Господин д’Эржемон на секунду опустил голову, но, не увидев дочери, попытался перешагнуть через подоконник. В этот миг за спиной у него раздался грохот, и одно из стекол разлетелось вдребезги.
– Убийца! Убийца! – завопил он, вновь скрываясь в комнате.
Обезумевшая и беспомощная, Вероника огляделась вокруг. Как спасти отца? Стена была слишком высока, забраться по ней женщина не могла. По счастью, метрах в двадцати у стены дома лежала лестница. Хотя она оказалась невероятно тяжелой, Веронике с огромным трудом удалось подтащить ее под окно и приставить к стене.
В самые трагические моменты жизни, когда разум наш пребывает в расстройстве и смятении, а тело сотрясает дрожь ужаса, наши мысли, цепляясь одна за другую, все же повинуются какой-то внутренней логике.

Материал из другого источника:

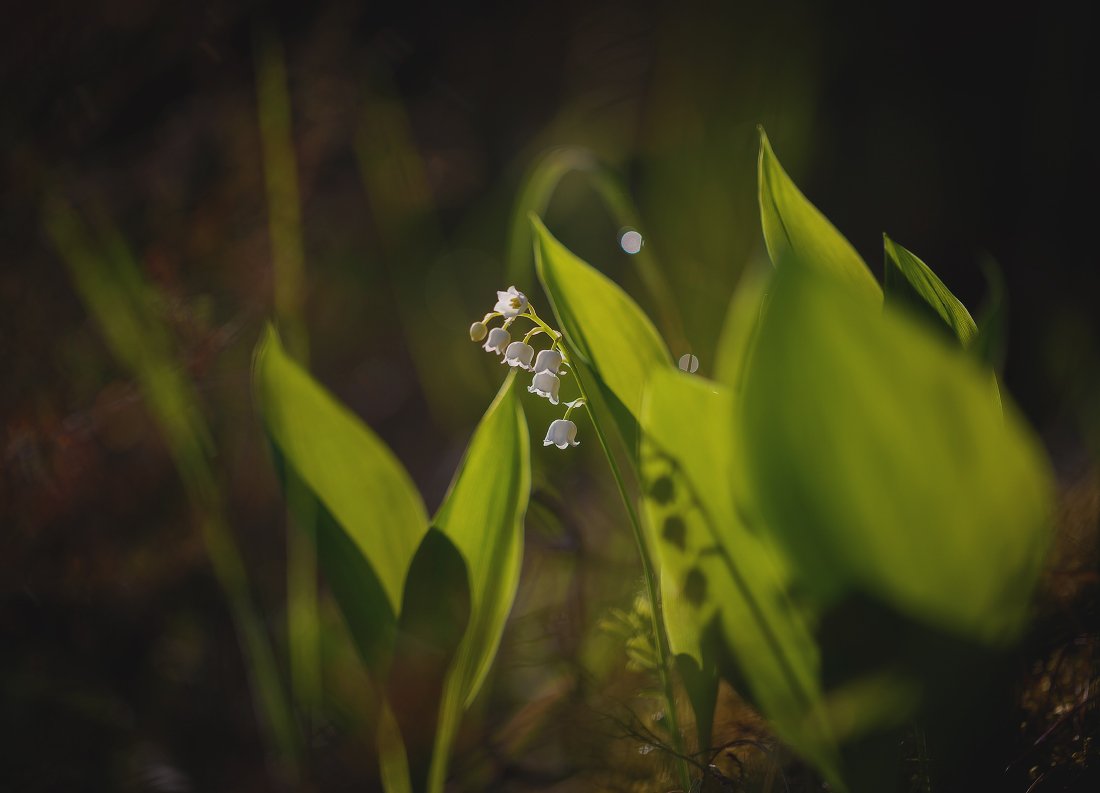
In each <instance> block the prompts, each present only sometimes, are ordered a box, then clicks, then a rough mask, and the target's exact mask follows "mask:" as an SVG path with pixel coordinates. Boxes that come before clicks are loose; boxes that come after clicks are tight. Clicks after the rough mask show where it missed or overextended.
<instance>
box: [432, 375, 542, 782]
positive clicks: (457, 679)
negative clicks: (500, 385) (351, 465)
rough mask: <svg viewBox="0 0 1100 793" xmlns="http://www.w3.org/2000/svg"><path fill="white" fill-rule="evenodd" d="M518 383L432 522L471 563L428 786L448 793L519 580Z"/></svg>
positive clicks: (502, 397)
mask: <svg viewBox="0 0 1100 793" xmlns="http://www.w3.org/2000/svg"><path fill="white" fill-rule="evenodd" d="M516 388H517V386H516V376H515V373H513V374H510V375H509V376H508V378H507V379H506V381H505V383H504V385H503V386H502V387H500V392H499V393H498V394H497V396H496V399H494V400H493V404H492V405H491V406H489V408H488V410H487V411H486V412H485V416H484V417H483V418H482V420H481V423H480V425H478V426H477V429H476V430H475V431H474V436H473V439H472V440H471V441H470V447H469V448H467V449H466V454H465V456H464V458H463V460H462V463H461V464H460V465H459V470H458V472H456V473H455V475H454V480H453V482H452V483H451V488H450V491H449V492H448V494H447V496H445V497H444V499H443V504H442V506H440V508H439V511H438V513H437V514H436V519H434V521H433V525H434V526H436V527H437V528H438V529H439V530H440V531H441V532H442V533H443V535H444V536H445V537H447V538H448V539H450V540H451V542H453V543H454V547H455V548H456V549H458V550H459V552H460V553H461V554H462V558H463V559H464V561H465V565H466V570H467V572H469V581H470V598H471V614H470V625H469V627H467V629H466V631H465V634H464V635H463V637H462V642H461V643H460V645H459V648H458V651H456V653H455V657H454V662H453V663H452V665H451V668H450V671H449V672H448V675H447V680H445V682H444V686H443V695H442V700H441V702H440V706H439V726H438V730H437V734H436V742H434V751H433V757H432V764H431V770H430V777H429V784H428V790H430V791H440V790H442V785H443V782H444V779H445V775H447V759H448V756H449V755H450V750H451V745H452V742H453V740H454V735H455V733H456V730H458V725H459V719H460V718H461V715H462V712H463V709H464V708H466V707H469V705H470V704H471V703H472V702H473V700H474V697H475V696H476V695H477V692H478V690H480V689H481V685H482V683H483V682H484V681H485V676H486V674H488V670H489V667H491V664H492V663H493V659H494V657H495V656H496V651H497V648H498V647H499V643H500V637H502V635H503V632H504V625H505V621H506V620H507V618H508V613H509V610H510V609H511V604H513V601H514V599H515V596H516V588H517V587H518V585H519V569H520V564H521V562H522V553H524V535H522V526H524V515H525V514H526V511H527V499H528V497H529V496H530V489H531V478H530V450H529V434H528V429H527V420H526V419H525V417H524V409H522V406H521V404H520V401H519V395H518V394H517V393H516Z"/></svg>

Именно поэтому Вероника и удивилась: почему не слышно голоса Онорины, почему та не спешит вмешаться?
Потом она подумала о Франсуа. Где он? Последовал за Стефаном Мару и бог весть почему убежал вместе с ним? А может, побежал позвать кого-нибудь на помощь? И кто этот неизвестный, которого господин д’Эржемон обозвал чудовищем и убийцей?
Лестница не доставала до окна, и Вероника сразу поняла, что ей будет стоить больших трудов попасть в комнату. И тем не менее она не раздумывала. Там, наверху, слышались звуки борьбы, сопровождавшиеся сдавленными криками ее отца. Женщина начала карабкаться по лестнице, и вскоре ей удалось схватиться рукой за нижний прут решетки, ограждавшей подоконник. Заметив узкий карниз, она поставила на него колено, подтянулась и, просунув голову в окно, увидела развернувшуюся в комнате драму.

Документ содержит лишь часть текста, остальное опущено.